La irregularidad fue detallada en el Informe de Acción de Oficio Posterior N.º 045-2025-2-0640-AOP, difundido el 14 de noviembre, documento en el que el órgano de control advierte que la Red Integrada de Salud Trujillo otorgó cinco órdenes de servicio y posteriormente un contrato por montos que, en conjunto, superan los 162 mil soles. Todos estos servicios se entregaron entre abril de 2024 y abril de 2025, periodo en el que Vásquez Sánchez aún ejercía como titular del Ministerio de Salud.
La Contraloría confirma que Fernández Vásquez figuraba como proveedora impedida, tal como se desprende de la declaración jurada de intereses presentada por el exministro, donde queda claro que ella es hija de Ana Melva Vásquez Sánchez, hermana del entonces titular de la cartera.
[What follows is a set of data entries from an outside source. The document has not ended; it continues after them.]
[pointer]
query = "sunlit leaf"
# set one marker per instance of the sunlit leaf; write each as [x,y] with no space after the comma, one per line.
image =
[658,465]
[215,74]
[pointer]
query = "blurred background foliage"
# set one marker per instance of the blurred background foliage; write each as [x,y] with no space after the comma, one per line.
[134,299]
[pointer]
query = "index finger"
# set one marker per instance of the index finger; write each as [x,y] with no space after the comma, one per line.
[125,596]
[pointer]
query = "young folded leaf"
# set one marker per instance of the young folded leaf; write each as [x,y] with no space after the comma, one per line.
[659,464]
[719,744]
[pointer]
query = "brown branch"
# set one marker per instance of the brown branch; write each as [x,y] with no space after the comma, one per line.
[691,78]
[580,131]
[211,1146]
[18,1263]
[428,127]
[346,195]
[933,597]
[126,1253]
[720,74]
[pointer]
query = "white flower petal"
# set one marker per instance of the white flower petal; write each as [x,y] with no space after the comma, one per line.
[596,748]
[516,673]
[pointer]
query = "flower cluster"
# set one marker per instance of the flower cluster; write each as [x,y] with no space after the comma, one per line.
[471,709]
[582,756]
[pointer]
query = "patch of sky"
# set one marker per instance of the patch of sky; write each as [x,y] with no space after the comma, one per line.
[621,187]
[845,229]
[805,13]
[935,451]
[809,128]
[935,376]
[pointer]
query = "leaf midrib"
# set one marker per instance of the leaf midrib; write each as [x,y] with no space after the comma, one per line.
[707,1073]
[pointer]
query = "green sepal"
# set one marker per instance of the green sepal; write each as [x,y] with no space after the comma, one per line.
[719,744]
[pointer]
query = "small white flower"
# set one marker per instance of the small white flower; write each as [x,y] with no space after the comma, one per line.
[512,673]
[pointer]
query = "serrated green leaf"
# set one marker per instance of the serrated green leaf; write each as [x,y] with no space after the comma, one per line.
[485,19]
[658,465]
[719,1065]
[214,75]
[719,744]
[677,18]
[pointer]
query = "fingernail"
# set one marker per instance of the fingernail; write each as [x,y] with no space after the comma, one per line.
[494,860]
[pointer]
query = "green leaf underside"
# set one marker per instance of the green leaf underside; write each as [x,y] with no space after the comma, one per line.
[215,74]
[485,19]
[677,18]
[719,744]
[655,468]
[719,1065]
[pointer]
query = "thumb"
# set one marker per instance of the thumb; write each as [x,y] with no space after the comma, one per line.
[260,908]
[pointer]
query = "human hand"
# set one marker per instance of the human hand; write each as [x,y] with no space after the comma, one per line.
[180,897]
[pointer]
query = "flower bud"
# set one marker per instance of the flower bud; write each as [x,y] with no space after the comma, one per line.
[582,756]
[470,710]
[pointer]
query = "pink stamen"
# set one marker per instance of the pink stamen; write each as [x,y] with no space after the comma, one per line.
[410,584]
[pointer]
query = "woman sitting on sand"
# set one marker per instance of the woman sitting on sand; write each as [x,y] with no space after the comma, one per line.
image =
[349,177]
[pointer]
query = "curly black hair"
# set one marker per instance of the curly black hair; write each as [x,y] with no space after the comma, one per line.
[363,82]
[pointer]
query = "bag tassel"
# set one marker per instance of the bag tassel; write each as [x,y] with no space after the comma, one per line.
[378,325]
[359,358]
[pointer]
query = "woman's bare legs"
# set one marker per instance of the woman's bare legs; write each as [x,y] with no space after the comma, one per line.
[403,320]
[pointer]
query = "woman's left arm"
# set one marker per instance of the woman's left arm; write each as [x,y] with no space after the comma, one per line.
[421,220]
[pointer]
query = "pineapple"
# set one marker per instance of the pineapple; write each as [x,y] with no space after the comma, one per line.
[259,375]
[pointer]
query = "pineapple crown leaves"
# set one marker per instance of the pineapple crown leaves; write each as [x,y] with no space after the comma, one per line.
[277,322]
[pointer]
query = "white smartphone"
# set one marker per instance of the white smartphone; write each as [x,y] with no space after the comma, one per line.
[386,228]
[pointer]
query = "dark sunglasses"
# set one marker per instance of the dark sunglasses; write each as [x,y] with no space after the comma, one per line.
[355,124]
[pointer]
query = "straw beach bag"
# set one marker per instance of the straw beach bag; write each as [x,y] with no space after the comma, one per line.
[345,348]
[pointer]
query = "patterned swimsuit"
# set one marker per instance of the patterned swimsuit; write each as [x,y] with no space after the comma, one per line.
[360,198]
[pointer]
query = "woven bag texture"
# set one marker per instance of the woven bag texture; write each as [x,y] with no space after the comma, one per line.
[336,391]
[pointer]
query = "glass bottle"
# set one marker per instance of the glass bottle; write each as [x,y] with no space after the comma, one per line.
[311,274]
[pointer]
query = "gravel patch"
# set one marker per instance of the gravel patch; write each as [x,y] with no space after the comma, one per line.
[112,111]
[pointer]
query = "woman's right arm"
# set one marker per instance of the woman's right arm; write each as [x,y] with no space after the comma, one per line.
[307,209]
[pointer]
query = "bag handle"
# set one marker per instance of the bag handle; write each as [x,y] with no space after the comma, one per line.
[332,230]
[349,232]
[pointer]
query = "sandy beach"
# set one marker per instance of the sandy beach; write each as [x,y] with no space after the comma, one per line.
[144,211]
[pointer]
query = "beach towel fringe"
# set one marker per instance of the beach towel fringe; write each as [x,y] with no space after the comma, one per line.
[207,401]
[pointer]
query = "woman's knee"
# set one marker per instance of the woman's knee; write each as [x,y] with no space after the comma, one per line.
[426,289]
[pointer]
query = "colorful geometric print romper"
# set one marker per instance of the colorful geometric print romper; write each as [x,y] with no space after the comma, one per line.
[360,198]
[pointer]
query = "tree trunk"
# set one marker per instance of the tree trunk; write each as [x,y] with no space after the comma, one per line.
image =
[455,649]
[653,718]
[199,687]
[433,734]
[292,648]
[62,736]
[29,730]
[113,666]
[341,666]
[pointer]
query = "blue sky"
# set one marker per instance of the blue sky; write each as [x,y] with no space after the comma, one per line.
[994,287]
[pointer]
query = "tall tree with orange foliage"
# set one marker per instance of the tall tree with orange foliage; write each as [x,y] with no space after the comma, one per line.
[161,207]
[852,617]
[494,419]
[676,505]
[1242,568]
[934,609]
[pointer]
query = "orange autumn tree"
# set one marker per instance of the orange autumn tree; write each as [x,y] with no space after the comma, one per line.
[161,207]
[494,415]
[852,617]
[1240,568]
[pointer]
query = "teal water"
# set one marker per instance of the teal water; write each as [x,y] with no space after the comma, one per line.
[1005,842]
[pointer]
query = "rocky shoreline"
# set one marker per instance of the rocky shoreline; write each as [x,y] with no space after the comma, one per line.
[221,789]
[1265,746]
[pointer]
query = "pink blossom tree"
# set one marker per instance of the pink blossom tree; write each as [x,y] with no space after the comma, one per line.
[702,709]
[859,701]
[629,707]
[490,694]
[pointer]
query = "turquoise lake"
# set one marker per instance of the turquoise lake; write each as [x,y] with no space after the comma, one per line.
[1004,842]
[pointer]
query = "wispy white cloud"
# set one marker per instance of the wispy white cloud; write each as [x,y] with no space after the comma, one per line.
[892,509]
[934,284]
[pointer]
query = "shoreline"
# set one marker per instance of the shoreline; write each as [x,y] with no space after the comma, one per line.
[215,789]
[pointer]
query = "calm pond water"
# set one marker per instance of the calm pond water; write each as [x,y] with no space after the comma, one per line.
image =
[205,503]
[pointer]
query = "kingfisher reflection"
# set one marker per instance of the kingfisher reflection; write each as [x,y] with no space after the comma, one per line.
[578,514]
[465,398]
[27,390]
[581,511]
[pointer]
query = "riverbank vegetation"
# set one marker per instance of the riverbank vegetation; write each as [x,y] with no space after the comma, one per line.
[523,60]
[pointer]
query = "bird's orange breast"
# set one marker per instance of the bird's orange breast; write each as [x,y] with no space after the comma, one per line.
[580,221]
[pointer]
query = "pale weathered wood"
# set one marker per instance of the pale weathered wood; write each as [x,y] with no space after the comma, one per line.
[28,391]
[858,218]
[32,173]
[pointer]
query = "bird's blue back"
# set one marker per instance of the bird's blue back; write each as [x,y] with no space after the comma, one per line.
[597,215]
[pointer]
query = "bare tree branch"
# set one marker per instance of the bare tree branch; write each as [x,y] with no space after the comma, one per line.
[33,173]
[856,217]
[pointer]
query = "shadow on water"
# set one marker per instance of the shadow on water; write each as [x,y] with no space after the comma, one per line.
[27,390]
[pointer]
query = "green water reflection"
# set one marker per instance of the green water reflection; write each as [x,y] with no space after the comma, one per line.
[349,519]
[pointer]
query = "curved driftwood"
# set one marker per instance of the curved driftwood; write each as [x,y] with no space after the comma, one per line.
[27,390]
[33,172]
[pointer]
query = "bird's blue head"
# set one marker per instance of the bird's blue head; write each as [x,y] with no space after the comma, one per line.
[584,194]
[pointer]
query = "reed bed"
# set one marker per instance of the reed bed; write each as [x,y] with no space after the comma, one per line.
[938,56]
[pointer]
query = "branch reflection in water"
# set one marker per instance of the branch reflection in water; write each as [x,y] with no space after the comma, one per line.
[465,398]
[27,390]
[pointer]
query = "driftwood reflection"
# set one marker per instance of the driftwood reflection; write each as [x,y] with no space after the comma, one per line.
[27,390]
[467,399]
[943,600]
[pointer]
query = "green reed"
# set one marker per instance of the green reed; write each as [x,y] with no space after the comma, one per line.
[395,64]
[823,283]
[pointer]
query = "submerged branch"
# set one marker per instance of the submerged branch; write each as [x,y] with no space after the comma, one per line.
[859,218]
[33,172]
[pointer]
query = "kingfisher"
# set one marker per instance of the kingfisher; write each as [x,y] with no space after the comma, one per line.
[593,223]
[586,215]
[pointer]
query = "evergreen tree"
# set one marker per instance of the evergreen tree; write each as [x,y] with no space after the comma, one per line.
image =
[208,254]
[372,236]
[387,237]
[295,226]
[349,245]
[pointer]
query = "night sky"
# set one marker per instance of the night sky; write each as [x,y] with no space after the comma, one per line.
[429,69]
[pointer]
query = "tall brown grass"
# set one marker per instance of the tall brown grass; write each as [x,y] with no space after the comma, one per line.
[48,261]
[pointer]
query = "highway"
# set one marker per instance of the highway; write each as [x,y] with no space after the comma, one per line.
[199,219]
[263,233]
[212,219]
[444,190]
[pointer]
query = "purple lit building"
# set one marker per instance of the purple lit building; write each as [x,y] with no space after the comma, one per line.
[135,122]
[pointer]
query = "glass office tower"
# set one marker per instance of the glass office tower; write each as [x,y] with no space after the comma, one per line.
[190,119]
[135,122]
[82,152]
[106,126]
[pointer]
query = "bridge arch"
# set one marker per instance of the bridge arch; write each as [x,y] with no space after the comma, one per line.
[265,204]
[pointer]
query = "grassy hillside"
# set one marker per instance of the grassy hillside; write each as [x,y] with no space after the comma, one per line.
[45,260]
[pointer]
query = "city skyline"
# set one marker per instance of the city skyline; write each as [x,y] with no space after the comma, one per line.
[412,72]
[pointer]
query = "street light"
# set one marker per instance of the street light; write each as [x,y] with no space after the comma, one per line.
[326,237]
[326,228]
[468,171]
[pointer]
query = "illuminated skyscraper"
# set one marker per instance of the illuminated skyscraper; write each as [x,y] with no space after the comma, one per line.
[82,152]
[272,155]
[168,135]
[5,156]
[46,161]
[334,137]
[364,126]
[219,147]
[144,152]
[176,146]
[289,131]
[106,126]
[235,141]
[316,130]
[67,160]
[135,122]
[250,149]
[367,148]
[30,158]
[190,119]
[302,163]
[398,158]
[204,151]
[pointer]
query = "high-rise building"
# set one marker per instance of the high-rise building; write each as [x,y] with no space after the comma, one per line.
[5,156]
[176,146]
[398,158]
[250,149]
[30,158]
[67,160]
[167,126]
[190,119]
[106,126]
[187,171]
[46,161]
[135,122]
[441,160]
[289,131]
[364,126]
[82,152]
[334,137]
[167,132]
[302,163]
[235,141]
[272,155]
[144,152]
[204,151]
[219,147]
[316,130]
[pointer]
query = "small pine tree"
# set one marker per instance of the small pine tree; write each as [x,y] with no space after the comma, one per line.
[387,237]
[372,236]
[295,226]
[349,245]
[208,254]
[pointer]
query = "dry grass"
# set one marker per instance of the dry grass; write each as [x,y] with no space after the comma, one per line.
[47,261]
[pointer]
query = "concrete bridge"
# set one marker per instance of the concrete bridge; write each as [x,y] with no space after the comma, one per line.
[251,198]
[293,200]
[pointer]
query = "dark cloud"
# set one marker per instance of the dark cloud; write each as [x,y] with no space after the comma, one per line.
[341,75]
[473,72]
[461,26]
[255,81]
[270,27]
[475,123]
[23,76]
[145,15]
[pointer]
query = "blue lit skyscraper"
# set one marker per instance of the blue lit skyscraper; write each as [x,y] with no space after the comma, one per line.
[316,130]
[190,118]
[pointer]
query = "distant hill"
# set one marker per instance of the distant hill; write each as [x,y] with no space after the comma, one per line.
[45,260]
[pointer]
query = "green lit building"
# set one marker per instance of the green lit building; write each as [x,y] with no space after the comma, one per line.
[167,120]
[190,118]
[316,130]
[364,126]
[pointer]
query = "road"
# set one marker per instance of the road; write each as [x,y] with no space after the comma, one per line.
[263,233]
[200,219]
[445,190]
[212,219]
A pesar de esta prohibición, la Red Integrada de Salud no solo autorizó múltiples órdenes de servicio, sino que además suscribió un contrato de mayor envergadura a inicios de 2025. Para el órgano de control, esta actuación alteró el funcionamiento regular de la administración pública, pues los responsables debieron advertir el impedimento antes de validar cada contratación.
El informe precisa que la contratación irregular se constató tras la revisión completa de los expedientes y documentos entregados por la entidad, confirmándose que no existió ninguna salvaguarda institucional para evitar una relación prohibida. El caso, además, deja expuestos los controles internos de la Gerencia Regional de Salud de La Libertad, pues la Red Integrada de Salud depende directamente de esta instancia.
Hasta el momento, la Geresa no ha emitido un pronunciamiento sobre los hechos revelados por la Contraloría ni ha informado si iniciará investigaciones o procedimientos administrativos para determinar responsabilidades. Versiones internas señalan que el informe ya generó tensión dentro de las oficinas de logística y administración, que fueron las encargadas de tramitar las contrataciones.
Con el documento concluido, corresponde ahora que la Contraloría derive el caso a la instancia sancionadora y, si corresponde, al Ministerio Público, para que se evalúe si la contratación irregular califica como un acto de negociación incompatible u otro tipo de delito vinculado a corrupción.
El informe deja abierta una nueva línea de cuestionamiento sobre cómo se maneja la contratación de servicios en el sector Salud regional y si existen mecanismos suficientes para prevenir que funcionarios o familiares de altos cargos se beneficien indebidamente de recursos público.